Aliskiren was the first oral direct renin inhibitor and was approved for the treatment of hypertension at once-daily doses of 150 mg and 300 mg in 2007. By inhibiting the enzyme renin, aliskiren reduces plasma renin activity (PRA) and prevents the conversion of angiotensinogen to angiotensin (Ang) I, which, in turn, reduces levels of Ang II and aldosterone.1 Angiotensin-converting enzyme (ACE) inhibitors and angiotensin receptor blockers (ARBs) act at later steps in the pathway and stimulate a reactive increase in PRA. ACE inhibitors also increase levels of Ang I, while ARBs increase both Ang I and Ang II.1 With long-term ACE inhibition, Ang I can be converted to Ang II via ACE-independent mechanisms.1 A theoretic difference for renin inhibitors is that they may provide more comprehensive inhibition of the renin-angiotensin system (RAS) compared with ACE inhibitors and ARBs and may have a different safety profile than these agents.
Clinical trials have shown that aliskiren reduces blood pressure (BP) in patients with hypertension when given alone or in combination with other antihypertensive therapies.2–11 Moreover, aliskiren has been shown to induce reductions in albuminuria in diabetic nephropathy,2 B-type natriuretic peptide levels in heart failure,3 and left ventricular mass in hypertensive patients with left ventricular hypertrophy.4 In preregistration clinical trials, the safety profile of aliskiren was similar to that of placebo.2–11 However, because RAS blockers have been associated with cough,12,13 angioedema,12 and hyperkalemia,14,15 post-approval monitoring of these events has been required for aliskiren.

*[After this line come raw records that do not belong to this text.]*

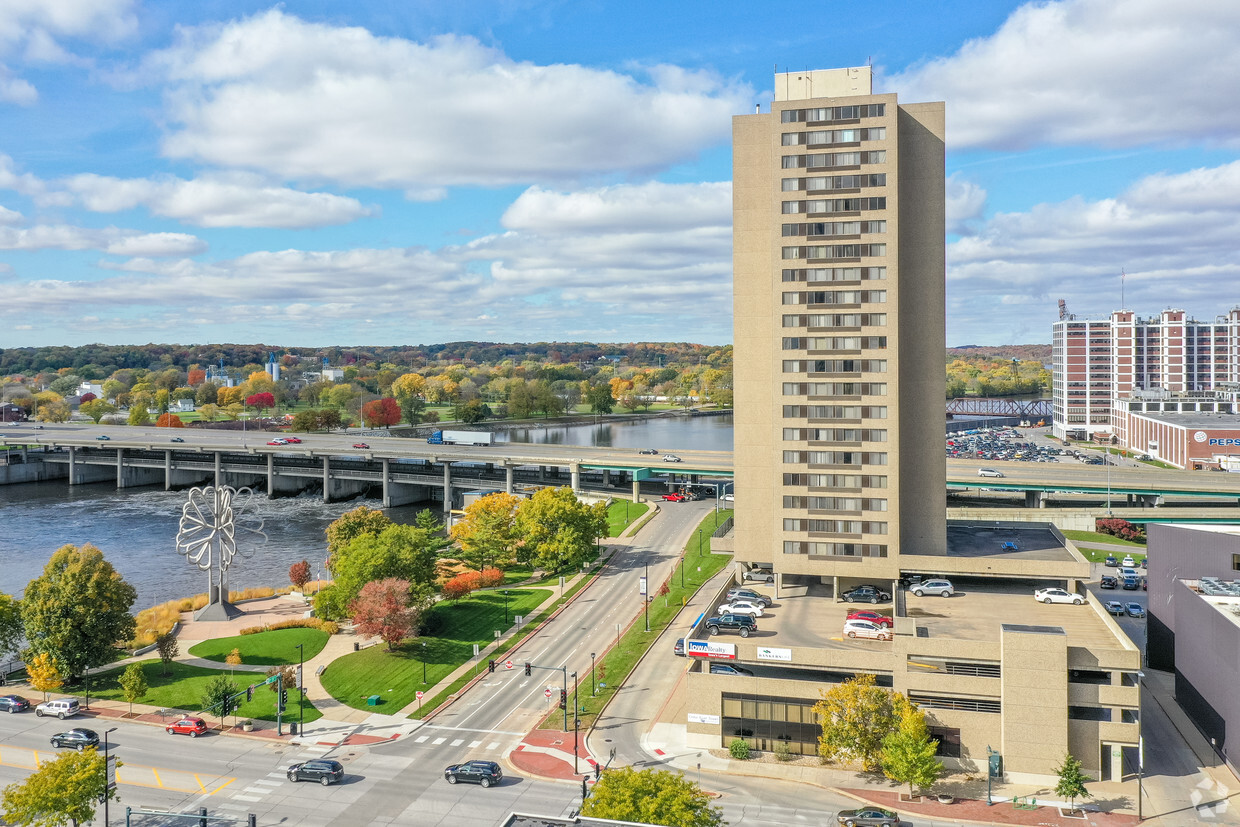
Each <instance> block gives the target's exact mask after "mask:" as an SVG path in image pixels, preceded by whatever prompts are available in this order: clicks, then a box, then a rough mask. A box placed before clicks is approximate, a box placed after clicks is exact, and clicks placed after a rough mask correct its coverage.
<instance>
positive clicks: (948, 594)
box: [909, 579, 956, 598]
mask: <svg viewBox="0 0 1240 827" xmlns="http://www.w3.org/2000/svg"><path fill="white" fill-rule="evenodd" d="M909 591H911V593H913V594H915V595H918V596H919V598H920V596H923V595H926V594H937V595H940V596H942V598H950V596H951V595H954V594H956V589H955V588H954V586H952V585H951V580H941V579H940V580H923V582H921V583H914V584H913V585H911V586H909Z"/></svg>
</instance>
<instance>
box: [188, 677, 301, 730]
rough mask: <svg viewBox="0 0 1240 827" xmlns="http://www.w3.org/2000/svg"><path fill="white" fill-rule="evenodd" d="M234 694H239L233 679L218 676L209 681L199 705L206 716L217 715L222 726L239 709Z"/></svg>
mask: <svg viewBox="0 0 1240 827" xmlns="http://www.w3.org/2000/svg"><path fill="white" fill-rule="evenodd" d="M284 686H288V684H284ZM234 694H237V684H236V683H233V682H232V678H231V677H228V676H227V674H217V676H215V677H213V678H211V679H210V681H207V686H206V687H203V689H202V697H201V699H200V701H198V703H200V704H201V705H202V712H203V713H205V714H212V715H216V717H217V718H219V723H221V724H222V723H223V720H224V718H226V717H227V715H228V713H231V712H232V710H233V709H236V708H237V702H236V701H234V699H233V698H232V696H234Z"/></svg>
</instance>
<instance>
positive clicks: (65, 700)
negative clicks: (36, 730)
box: [35, 698, 81, 720]
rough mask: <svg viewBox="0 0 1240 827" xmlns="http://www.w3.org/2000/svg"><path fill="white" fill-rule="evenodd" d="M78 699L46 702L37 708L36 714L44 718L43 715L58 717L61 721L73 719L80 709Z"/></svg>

In 2006, a global safety oversight committee was formed to analyze and review all safety data related to the administration of aliskiren in patients with hypertension and related comorbid populations. The safety data were pooled from all short-term placebo-controlled and long-term active-controlled aliskiren clinical trials. We report our findings from these data on more than 12,000 patients.